An endless supply of 1's for securely overwriting and erasing a disk

I vaguely remember hearing about disk wiping, and that you have to flood the disk with zeros, flood it with ones, flood it with random data, and repeat this quite a few times. This is just a general question, as I am not going to have to wipe spy files or other top secret information off a disk. I figured I could use

dd if=/dev/zero of=/dev/diskname

dd if=/dev/urandom of=/dev/diskname

But then, I realized that there wasn't (as far as I know) a file for infinite ones. Two questions... Is there either an alternative or a solution, and would the ones be necessary?


The file for endless ones is located in /usr/bin/yes 1 - you can often use the backtick character ` to execute that program in place, but you could also set up a named pipe if you really wanted a place to get ones.

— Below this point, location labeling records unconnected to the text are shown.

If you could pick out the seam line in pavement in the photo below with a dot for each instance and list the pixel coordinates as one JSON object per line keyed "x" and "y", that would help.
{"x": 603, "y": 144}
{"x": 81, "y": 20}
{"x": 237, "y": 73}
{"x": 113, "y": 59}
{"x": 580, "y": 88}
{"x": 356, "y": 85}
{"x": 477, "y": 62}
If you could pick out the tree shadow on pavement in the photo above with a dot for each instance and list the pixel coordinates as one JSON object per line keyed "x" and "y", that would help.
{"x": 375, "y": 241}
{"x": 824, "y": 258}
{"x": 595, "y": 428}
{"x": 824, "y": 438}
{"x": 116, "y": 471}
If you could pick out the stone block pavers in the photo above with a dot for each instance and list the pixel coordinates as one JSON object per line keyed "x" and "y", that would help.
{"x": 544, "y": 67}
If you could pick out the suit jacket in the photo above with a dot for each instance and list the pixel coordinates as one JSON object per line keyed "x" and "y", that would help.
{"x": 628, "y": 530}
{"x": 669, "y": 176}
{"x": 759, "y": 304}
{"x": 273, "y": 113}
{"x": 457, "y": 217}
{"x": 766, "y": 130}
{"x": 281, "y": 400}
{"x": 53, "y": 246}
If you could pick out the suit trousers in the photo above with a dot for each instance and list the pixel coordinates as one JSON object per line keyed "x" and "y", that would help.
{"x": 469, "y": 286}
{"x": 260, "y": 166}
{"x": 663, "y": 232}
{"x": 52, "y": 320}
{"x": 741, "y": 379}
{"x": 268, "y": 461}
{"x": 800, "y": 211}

Rather than use dd - you might have much better luck with a tool designed specifically for the task.

  • https://github.com/rentzsch/stressdrive - source code to verify 100% overwrite
  • diskutil zeroDisk disk3
  • diskutil secureErase 4 disk3

The level for secureErase can be 0-4 according to the man page and your taste for the number and types of overwrites.

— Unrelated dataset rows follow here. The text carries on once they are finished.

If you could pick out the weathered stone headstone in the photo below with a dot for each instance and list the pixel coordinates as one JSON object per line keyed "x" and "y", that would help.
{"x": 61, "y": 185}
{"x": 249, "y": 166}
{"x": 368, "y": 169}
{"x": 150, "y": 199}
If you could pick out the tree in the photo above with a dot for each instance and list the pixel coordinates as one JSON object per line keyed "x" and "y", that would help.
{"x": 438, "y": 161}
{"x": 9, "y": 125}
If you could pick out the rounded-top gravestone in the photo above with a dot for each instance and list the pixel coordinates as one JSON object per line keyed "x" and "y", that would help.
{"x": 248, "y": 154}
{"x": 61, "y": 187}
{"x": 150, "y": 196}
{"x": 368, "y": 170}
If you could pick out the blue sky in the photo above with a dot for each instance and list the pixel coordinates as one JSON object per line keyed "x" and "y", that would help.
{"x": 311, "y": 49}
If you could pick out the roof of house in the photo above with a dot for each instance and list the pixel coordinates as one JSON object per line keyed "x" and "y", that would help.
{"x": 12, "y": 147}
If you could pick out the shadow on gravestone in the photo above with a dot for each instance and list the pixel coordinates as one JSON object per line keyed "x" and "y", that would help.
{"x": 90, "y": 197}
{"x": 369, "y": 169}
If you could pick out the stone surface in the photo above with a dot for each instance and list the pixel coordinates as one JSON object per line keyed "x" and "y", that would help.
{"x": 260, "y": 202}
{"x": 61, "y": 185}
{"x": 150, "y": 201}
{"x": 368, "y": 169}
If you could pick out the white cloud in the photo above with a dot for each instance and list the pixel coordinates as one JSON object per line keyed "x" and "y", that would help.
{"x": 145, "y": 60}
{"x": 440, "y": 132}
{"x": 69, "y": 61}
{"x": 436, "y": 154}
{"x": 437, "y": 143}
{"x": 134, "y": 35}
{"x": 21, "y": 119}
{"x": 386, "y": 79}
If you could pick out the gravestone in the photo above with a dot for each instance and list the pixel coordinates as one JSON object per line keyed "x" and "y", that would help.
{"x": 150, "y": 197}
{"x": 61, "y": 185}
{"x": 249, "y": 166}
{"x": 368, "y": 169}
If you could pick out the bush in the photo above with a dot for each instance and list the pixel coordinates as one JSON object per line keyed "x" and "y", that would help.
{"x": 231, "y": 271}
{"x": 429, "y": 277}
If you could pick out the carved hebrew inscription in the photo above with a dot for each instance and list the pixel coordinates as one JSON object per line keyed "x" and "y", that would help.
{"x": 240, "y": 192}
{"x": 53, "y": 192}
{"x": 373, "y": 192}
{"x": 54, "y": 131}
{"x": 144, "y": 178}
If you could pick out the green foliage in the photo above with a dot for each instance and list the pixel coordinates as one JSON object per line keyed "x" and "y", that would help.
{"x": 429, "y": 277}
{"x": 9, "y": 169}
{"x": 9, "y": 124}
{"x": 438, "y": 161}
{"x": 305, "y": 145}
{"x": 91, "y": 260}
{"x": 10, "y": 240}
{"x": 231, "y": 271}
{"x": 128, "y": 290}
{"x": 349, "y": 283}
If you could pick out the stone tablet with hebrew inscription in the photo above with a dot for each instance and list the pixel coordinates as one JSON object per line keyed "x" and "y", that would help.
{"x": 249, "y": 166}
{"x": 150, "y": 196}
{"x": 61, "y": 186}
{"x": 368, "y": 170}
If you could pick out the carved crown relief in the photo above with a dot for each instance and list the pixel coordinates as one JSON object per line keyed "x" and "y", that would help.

You can use Disk Utility to write random data 1, 3 or 7 times to the disk. Just click on the disk you want to wipe, then Security Options. You'll be prompted with a dialogue to select the amount of rewrites you want to use: enter image description here


Disk Utility has an option to securely erase a hard drive using a standardized algorithm. Just navigate to the Erase panel and look for the button "Security Options...".